Sigma Leonis

Observation data Epoch J2000 Equinox ICRS
- Constellation: Leo
- Right ascension: 11^{h} 21^{m} 08.1943^{s}
- Declination: +06° 01′ 45.558″
- Apparent magnitude (V): 4.046

Characteristics
- Evolutionary stage: main sequence
- Spectral type: B9.5 Vs
- U−B color index: −0.12
- B−V color index: −0.06

Astrometry
- Radial velocity (R_{v}): −5.3 km/s
- Proper motion (μ): RA: −91.76 mas/yr Dec.: −12.83 mas/yr
- Parallax (π): 15.24±0.81 mas
- Distance: 210 ± 10 ly (66 ± 3 pc)
- Absolute magnitude (M_{V}): −0.10

Details
- Mass: 2.76 M_{☉}
- Radius: 3.07±0.23 R_{☉}
- Luminosity: 133 L_{☉}
- Surface gravity (log g): 3.83±0.03 cgs
- Temperature: 11,000±1,000 K
- Metallicity [Fe/H]: +0.0 dex
- Rotational velocity (v sin i): 70 km/s
- Age: 293 Myr
- Other designations: σ Leo, 77 Leo, BD+06°2437, FK5 427, HD 98664, HIP 55434, HR 4386, SAO 118804

Database references
- SIMBAD: data

= Sigma Leonis =

Star in the constellation Leo

Sigma Leonis, Latinized from σ Leonis, is a blue-white hued star in the zodiac constellation Leo that is visible to the naked eye with an apparent visual magnitude of 4.0. Its annual parallax shift of 15.24 mas as seen from Earth implies a distance around 210 light years from the Sun. It is moving closer to the Sun with a radial velocity of –5 km/s.

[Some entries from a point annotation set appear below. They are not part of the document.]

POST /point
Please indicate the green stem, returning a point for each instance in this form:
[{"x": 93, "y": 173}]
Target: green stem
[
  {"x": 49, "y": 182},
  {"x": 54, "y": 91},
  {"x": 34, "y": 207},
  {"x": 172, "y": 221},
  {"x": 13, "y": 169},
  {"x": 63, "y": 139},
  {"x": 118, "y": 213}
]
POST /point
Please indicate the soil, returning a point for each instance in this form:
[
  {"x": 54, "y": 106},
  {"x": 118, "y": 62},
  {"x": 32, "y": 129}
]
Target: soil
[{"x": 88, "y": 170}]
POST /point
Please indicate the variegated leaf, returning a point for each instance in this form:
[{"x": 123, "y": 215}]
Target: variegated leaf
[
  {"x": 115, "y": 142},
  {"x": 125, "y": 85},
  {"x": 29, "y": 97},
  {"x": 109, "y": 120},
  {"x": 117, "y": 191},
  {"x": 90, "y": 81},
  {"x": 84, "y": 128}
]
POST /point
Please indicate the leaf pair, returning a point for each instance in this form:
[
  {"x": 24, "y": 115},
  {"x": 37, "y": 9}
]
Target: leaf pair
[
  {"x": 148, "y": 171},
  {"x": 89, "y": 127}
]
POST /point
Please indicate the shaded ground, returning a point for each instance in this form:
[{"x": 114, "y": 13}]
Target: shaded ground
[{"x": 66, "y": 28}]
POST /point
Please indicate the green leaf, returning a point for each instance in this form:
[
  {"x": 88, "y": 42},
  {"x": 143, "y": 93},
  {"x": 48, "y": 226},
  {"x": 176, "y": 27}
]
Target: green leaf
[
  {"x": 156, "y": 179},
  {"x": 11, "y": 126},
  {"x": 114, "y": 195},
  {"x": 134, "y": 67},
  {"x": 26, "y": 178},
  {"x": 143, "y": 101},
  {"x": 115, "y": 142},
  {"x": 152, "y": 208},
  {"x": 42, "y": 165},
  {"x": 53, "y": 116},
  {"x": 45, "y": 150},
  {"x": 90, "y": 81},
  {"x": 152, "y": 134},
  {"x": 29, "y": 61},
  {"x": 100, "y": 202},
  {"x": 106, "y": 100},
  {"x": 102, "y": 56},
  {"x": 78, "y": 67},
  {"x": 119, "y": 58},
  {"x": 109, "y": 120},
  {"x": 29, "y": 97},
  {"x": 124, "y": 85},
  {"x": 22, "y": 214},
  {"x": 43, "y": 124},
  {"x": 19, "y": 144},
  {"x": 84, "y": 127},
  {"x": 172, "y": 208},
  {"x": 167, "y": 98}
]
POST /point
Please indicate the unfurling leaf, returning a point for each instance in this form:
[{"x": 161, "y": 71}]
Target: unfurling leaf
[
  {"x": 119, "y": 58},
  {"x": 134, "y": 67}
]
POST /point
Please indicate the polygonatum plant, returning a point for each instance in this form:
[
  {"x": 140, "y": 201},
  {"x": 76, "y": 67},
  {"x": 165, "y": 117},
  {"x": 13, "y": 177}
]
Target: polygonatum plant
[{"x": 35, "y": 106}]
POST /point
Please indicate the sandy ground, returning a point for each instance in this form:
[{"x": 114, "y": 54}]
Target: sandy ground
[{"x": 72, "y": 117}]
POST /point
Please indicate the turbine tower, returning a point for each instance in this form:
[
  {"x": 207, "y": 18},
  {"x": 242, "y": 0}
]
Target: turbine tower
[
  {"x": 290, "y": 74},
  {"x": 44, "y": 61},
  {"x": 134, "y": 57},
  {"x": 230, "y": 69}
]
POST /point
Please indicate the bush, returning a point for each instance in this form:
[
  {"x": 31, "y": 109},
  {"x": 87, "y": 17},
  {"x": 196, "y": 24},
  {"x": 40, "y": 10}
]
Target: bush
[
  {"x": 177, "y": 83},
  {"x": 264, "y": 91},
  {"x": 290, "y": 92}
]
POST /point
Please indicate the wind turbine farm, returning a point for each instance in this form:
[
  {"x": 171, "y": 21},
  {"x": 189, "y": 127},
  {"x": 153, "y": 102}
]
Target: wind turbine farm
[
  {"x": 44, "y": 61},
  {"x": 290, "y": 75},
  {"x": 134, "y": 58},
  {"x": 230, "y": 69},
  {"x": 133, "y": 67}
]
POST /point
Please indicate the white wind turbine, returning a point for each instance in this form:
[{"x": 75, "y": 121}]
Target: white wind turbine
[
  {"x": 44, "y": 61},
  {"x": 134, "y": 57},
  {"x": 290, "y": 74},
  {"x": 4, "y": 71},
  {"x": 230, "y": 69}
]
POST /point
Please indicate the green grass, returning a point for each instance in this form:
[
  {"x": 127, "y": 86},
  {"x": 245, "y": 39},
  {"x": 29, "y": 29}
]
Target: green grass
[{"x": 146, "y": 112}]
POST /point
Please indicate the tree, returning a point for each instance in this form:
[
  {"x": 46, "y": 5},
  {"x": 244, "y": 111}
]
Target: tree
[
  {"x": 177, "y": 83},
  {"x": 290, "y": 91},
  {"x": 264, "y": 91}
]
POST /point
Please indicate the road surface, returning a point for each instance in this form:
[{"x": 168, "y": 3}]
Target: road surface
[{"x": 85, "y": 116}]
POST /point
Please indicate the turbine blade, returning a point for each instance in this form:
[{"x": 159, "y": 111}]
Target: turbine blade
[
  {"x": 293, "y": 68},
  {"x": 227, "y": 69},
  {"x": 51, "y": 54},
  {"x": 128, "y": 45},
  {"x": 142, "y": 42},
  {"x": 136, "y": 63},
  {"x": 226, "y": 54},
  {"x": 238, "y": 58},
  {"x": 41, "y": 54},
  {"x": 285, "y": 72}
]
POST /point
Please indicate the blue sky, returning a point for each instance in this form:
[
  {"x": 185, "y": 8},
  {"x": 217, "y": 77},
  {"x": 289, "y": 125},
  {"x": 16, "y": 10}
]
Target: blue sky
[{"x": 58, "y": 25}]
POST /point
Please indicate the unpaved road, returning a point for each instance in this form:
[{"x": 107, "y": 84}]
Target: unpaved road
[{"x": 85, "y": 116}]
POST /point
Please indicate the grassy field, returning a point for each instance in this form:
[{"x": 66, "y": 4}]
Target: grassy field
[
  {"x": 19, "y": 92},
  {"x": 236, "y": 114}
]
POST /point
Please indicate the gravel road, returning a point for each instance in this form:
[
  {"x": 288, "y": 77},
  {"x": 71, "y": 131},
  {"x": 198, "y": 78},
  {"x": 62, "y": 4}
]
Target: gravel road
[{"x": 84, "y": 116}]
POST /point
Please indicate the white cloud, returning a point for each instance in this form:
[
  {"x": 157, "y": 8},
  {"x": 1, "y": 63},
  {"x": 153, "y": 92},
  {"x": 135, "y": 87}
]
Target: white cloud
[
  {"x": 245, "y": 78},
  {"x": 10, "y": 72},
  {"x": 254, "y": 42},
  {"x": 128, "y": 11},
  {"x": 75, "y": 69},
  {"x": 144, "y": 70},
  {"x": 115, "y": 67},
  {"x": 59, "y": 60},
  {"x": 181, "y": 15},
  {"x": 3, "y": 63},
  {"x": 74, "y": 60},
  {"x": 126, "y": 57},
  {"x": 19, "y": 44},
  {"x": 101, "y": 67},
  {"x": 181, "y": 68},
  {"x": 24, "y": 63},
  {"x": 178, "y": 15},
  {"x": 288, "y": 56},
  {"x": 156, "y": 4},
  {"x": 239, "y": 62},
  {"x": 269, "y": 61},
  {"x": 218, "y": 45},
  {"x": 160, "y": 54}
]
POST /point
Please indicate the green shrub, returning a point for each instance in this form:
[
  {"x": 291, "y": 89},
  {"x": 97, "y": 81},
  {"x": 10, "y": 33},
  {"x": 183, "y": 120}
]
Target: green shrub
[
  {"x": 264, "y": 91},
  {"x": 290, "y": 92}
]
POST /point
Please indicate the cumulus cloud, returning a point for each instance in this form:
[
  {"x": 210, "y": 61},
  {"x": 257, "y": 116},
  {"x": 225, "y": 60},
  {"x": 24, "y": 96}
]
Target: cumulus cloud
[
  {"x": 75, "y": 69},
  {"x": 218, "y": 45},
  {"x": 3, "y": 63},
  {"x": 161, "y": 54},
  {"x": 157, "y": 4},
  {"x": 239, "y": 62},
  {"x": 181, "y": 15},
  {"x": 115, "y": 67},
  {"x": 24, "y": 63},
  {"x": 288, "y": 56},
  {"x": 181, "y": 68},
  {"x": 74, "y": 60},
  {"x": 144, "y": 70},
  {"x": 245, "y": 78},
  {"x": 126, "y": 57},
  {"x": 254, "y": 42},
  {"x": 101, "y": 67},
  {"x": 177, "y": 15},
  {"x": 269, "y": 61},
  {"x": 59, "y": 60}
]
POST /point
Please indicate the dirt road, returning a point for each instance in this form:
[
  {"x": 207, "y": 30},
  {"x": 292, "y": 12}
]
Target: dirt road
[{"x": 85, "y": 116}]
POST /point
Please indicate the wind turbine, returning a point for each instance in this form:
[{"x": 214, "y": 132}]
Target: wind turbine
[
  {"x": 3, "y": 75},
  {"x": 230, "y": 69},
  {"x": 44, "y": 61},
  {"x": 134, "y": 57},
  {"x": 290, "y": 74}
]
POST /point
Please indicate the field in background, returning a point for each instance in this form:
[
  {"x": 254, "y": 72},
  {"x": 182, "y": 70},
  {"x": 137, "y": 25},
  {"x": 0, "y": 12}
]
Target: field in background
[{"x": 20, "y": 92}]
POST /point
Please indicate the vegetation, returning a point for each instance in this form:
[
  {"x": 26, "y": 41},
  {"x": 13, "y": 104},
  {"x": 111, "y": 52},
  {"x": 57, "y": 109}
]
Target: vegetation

Chini et al. (2012) list this as a single-lined spectroscopic binary system. The visible component has a stellar classification of B9.5 Vs, indicating it is a B-type main-sequence star. It is a suspected magnetic Ap star that shows an abundance anomaly with the element silicon. Sigma Leonis has an estimated 2.76 times the mass of the Sun and 3.07 times the Sun's radius. It is about 293 million years old with a projected rotational velocity of 70 km/s. The star is radiating 133 times the Sun's luminosity from its photosphere at an effective temperature of 11,000 K.

==Name==

In Chinese, 太微右垣 (Tài Wēi Yòu Yuán), meaning Right Wall of Supreme Palace Enclosure, refers to an asterism consisting of σ Leonis, β Virginis, ι Leonis, θ Leonis and δ Leonis. Consequently, the Chinese name for σ Leonis itself is 太微右垣二 (Tài Wēi Yòu Yuán èr, the Second Star of Right Wall of Supreme Palace Enclosure.), representing 西上將 (Xīshǎngjiāng), meaning The First Western General. 西上將 (Xīshǎngjiāng), spelled Shang Tseang by R.H. Allen, means "the Higher General".